Meanwhile, the stakes for Israel are nearly existential. Already, Stratfor.com reports that Egyptian police no longer patrol the border with the Gaza Strip. No doubt Hamas is taking advantage. Now imagine the threat if the Muslim Brotherhood, which has sworn to tear up Egypt's peace treaty with Israel, came into power.
These are all valid reasons to watch the news from the Middle East with gritted teeth.
And yet, I remain cheered by the news. This is a moment in which political decency and, eventually, freedom and democracy at least have a shot. That wasn't true a month ago.

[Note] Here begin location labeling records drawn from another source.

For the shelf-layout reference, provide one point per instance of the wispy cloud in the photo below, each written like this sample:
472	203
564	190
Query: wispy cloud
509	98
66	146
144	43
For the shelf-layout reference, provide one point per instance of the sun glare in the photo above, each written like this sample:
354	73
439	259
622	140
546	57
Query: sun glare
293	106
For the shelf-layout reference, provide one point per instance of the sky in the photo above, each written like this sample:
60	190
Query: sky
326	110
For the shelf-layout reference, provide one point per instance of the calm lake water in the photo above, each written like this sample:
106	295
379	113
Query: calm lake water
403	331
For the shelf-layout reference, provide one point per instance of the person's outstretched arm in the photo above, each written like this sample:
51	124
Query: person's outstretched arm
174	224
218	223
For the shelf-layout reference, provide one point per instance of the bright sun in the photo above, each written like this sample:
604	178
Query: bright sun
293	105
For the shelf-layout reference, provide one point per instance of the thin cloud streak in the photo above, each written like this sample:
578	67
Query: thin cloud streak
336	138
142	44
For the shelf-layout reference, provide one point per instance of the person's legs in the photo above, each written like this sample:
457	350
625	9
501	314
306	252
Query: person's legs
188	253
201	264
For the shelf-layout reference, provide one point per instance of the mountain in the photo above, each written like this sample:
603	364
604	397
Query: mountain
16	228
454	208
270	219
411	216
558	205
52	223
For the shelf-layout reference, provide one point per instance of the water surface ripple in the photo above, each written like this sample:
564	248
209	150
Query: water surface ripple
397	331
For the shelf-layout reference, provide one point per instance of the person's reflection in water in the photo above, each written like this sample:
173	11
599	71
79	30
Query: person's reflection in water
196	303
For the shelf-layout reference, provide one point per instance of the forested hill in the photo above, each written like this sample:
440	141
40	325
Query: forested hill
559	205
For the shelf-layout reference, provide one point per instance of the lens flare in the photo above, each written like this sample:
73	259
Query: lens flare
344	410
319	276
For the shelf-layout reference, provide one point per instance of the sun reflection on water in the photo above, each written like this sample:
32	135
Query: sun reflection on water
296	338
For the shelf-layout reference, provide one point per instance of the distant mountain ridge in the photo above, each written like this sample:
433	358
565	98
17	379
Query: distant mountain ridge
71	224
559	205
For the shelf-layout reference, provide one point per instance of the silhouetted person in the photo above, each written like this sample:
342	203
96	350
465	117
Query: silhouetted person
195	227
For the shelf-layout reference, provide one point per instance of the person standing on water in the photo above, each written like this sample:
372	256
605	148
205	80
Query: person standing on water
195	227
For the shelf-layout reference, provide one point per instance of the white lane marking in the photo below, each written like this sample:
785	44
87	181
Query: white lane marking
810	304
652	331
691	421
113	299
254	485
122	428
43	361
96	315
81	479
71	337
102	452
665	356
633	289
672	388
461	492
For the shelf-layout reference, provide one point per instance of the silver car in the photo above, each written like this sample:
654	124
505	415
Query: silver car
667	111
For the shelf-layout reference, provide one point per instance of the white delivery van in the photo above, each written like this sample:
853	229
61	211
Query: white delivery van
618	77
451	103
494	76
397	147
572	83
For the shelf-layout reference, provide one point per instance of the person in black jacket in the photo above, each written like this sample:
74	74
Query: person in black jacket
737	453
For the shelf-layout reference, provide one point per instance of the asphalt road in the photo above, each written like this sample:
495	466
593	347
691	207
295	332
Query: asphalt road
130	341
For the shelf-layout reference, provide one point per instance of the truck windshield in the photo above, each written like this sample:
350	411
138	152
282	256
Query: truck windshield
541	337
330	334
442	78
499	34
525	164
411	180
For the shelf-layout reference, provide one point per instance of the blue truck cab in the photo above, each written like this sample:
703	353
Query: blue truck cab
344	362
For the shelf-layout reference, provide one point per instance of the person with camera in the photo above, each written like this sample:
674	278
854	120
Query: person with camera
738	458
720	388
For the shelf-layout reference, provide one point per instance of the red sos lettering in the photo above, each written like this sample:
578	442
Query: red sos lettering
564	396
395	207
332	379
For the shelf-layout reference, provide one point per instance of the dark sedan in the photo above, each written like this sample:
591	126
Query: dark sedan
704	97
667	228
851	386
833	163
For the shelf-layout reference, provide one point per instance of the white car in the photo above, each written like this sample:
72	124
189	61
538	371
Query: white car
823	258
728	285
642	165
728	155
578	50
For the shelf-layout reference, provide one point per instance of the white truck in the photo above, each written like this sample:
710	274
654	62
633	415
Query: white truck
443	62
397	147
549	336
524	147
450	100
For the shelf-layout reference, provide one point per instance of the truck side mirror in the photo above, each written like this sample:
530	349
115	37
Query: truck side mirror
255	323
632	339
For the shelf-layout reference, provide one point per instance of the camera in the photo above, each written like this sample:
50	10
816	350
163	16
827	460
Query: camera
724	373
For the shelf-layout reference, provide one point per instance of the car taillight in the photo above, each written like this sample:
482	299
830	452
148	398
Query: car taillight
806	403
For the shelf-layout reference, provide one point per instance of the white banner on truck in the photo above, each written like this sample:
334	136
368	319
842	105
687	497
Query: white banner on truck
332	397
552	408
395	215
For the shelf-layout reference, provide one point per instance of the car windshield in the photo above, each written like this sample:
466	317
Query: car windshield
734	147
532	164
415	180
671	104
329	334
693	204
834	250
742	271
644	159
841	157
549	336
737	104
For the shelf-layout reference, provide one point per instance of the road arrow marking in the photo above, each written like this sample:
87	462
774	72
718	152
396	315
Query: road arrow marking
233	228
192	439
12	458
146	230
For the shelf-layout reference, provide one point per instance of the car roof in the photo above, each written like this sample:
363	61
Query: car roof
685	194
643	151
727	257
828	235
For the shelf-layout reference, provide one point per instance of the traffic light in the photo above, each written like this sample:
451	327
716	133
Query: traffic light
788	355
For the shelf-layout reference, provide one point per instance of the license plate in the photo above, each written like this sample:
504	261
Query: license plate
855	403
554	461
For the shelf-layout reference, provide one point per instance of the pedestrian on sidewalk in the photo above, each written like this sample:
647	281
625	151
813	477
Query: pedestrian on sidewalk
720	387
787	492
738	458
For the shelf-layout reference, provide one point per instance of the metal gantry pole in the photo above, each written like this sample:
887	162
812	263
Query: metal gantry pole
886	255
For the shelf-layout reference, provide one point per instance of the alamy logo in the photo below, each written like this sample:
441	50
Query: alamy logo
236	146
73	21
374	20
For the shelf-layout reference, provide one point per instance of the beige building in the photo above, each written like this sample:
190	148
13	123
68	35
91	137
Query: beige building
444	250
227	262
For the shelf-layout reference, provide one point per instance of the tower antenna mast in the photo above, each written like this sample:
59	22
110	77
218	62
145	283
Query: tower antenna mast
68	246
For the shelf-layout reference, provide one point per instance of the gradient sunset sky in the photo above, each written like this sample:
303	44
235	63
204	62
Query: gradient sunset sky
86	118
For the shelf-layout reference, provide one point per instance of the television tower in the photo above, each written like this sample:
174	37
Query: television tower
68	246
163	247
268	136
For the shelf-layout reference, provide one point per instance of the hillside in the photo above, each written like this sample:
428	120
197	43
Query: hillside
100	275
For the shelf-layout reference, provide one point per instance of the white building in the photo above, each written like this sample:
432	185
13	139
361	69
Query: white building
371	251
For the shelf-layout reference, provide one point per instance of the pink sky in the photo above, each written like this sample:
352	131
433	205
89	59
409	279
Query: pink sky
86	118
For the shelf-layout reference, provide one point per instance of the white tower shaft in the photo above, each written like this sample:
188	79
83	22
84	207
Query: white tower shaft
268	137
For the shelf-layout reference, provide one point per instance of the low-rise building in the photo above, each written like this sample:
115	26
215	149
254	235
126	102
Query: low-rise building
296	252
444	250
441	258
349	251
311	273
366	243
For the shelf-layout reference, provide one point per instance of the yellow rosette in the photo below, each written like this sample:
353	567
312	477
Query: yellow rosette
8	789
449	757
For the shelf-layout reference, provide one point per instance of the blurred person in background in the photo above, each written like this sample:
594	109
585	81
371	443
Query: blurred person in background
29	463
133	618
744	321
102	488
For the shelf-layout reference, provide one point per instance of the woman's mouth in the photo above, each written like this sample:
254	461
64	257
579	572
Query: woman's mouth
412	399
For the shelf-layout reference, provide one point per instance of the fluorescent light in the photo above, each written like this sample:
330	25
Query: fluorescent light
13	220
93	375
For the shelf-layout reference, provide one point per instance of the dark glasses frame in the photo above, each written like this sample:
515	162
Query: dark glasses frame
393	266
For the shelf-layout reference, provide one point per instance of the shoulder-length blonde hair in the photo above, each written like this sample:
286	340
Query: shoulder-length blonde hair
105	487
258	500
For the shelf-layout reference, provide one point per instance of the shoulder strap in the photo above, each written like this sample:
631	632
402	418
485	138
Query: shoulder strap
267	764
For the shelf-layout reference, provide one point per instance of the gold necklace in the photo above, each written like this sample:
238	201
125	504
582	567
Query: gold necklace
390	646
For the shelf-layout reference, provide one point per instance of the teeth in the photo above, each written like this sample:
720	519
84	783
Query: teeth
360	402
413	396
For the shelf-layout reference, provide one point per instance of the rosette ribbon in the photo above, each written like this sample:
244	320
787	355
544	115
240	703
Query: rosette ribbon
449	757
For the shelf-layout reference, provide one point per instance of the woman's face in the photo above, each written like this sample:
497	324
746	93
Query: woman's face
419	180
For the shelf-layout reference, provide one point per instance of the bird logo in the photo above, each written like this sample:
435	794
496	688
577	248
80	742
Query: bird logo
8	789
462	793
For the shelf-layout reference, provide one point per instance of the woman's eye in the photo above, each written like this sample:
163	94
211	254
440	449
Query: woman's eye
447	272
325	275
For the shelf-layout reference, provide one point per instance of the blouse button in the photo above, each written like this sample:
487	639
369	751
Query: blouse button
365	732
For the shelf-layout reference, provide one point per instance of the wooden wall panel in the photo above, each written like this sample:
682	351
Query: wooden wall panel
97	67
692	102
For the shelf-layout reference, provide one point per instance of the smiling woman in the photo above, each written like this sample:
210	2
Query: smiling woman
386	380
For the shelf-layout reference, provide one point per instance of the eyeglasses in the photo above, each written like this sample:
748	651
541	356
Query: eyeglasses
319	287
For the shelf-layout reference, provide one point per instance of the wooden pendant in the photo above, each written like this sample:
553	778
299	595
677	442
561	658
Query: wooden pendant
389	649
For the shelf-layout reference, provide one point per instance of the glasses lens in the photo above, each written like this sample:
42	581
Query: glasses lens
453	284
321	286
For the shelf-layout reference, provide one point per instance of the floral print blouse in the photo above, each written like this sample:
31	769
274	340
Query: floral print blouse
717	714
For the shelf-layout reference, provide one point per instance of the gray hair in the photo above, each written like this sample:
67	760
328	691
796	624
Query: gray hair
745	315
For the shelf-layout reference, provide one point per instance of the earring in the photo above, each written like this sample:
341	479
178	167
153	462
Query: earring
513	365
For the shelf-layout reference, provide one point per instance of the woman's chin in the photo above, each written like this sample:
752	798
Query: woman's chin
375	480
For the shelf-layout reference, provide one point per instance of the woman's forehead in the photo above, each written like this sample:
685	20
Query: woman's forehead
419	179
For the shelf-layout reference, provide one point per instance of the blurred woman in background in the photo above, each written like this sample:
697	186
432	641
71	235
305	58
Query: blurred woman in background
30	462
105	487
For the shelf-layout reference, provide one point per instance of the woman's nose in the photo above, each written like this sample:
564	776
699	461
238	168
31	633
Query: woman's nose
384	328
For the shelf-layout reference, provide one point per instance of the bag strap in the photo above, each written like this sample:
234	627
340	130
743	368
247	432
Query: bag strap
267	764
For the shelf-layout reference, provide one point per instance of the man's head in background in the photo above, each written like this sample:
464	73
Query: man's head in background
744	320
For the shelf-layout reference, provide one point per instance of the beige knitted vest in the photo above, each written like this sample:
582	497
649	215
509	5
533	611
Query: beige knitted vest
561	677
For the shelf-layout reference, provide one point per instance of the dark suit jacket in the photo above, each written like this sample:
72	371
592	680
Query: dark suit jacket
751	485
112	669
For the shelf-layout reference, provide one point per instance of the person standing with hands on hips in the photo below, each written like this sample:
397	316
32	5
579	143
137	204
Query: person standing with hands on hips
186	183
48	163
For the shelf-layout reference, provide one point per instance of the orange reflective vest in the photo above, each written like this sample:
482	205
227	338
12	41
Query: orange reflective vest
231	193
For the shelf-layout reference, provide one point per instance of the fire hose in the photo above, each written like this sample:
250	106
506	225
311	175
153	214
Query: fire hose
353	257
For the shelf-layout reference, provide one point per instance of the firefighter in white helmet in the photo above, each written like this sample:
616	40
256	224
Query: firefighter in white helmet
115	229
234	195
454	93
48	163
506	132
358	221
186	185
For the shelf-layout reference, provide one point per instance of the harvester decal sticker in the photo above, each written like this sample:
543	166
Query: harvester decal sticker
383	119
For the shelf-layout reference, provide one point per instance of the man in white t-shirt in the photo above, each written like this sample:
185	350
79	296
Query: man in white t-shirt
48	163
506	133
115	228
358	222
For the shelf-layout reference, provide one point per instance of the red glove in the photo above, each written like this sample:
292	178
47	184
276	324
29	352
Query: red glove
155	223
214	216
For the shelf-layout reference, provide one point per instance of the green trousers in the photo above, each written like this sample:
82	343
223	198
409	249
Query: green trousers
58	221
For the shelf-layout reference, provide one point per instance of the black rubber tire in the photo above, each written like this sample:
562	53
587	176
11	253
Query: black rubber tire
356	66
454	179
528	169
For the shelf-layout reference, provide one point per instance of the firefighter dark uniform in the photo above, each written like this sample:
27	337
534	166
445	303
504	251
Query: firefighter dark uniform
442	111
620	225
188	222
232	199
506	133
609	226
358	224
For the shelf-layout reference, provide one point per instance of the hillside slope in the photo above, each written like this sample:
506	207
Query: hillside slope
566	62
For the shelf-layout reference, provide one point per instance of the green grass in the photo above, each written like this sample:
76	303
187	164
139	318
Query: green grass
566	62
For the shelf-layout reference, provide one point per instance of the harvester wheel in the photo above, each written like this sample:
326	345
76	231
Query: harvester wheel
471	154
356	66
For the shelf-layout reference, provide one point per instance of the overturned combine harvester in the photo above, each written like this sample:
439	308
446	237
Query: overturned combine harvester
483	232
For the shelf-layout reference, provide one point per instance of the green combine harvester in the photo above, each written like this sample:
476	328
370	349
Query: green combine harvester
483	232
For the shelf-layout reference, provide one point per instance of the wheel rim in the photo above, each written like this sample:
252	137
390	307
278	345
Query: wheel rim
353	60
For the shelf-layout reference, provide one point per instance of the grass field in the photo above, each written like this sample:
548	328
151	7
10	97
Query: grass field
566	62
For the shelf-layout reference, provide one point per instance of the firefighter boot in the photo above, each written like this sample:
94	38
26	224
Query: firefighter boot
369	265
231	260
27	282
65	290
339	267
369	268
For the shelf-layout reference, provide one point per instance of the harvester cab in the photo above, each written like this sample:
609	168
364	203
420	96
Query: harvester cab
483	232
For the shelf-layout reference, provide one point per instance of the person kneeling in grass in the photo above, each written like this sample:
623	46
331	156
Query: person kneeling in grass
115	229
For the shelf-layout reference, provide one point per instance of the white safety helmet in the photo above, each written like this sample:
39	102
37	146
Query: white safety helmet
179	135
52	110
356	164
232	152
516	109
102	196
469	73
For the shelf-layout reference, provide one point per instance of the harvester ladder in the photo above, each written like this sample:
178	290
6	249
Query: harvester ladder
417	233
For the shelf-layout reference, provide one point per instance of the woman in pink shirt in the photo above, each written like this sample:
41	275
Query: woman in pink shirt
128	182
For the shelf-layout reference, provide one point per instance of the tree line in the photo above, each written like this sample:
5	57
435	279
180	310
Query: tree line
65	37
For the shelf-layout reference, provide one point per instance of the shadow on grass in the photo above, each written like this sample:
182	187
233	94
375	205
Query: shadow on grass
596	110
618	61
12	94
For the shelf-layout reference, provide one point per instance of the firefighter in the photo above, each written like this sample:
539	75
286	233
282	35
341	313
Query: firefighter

U.S. support of dictators is always shameful, even when it is occasionally necessary. But it is unforgivable when necessity gives way to mere complacency. We passed that point with Hosni Mubarak years ago. As Condoleezza Rice said, we traded freedom for stability in the Middle East and got neither. Now, the stability is collapsing, which at least makes freedom possible.
Unlike many pundits who've miraculously become Egyptologists overnight, I don't pretend to know what will happen next. But I do know that you can't get where we need to go without going through moments like this.
Moreover, it's worth noting that chaos cuts both ways. The Muslim Brotherhood sees this as its moment too. But that doesn't mean the path for it is clear. Many Egyptians joined the Brotherhood because it seemed like the only conduit for their justified hatred of Mubarak's regime. The days when the Brotherhood was the only game in town are over as well. Tomorrow remains a blank page. That alone is hopeful news.